= Polyfuse (PROM) =

One-time programmable memory component

A polyfuse is a one-time-programmable memory component used in semiconductor circuits for storing unique data like chip identification numbers or memory repair data, but more usually small to medium volume production of read only memory devices or microcontroller chips. They were also used as to permit programming of programmable array logic. The use of fuses allowed the device to be programmed electrically some time after it was manufactured and sealed into its packaging. Earlier fuses had to be blown using a laser at the time memory was manufactured. Polyfuses were developed to replace the earlier nickel-chromium (ni-chrome) fuses. Because ni-chrome contains nickel, the ni-chrome fuse, once blown had a tendency to grow back and render the memory unusable.

==History==
The first polyfuses consisted of a polysilicon line, which was programmed by applying a high (10V-15V) voltage across the device.

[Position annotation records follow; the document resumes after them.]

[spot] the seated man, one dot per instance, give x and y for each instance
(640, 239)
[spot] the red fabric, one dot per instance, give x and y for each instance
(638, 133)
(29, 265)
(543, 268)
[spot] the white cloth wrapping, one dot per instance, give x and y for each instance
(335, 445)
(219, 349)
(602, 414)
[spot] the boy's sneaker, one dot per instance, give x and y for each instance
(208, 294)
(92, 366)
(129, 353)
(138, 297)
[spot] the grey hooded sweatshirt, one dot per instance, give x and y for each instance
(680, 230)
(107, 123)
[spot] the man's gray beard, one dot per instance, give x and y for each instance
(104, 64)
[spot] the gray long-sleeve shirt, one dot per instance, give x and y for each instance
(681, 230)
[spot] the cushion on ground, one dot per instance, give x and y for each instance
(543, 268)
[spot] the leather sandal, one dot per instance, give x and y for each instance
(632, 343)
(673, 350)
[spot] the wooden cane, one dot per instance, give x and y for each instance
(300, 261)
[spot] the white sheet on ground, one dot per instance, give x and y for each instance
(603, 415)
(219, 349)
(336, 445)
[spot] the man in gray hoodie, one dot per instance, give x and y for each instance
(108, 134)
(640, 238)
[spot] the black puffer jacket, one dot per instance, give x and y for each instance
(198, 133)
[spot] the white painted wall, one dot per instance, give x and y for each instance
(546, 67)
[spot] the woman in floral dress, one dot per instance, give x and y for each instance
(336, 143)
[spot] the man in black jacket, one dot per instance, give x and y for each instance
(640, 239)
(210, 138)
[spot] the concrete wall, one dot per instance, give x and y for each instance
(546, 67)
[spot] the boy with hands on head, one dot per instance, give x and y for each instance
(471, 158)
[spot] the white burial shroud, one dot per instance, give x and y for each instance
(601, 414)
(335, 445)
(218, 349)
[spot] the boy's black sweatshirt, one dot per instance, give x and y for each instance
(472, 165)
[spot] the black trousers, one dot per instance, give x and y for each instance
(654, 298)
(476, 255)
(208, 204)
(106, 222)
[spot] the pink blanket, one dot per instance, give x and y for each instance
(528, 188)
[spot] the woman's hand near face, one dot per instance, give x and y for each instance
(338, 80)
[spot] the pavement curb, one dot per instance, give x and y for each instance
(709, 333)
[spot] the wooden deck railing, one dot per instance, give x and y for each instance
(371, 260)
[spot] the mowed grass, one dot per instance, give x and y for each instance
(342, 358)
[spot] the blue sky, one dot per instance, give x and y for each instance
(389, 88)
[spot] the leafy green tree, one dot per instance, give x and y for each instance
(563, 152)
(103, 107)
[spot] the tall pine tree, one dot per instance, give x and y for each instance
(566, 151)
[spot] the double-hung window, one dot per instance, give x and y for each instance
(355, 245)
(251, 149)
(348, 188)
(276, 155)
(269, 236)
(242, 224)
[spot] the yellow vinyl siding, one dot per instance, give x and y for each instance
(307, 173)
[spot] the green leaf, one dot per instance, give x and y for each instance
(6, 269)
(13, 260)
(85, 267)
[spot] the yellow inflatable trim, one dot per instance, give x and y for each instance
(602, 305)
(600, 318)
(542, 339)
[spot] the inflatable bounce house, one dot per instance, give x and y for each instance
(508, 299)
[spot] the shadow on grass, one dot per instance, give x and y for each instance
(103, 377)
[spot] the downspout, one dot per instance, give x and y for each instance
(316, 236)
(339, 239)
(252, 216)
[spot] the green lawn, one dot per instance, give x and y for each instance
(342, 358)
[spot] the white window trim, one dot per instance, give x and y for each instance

The resultant current physically alters the device and increases its electrical resistance. This change in resistance can be detected and registered as a logical zero. An unprogrammed polyfuse would be registered as a logical one. These early devices had severe drawbacks like a high programming voltage and unreliability of the programmed devices.

==Modern polyfuses==
Modern polyfuses consist of a silicided polysilicon line, which is also programmed by applying a voltage across the device. Again, the resultant current permanently alters the resistance. The silicide layer covering the polysilicon line reduces its resistance (before programming), allowing the use of much lower programming voltages (1.8V–3.3V). Polyfuses have been shown to reliably store programmed data and can be programmed at high speed. Programming speeds of 100ns have been reported.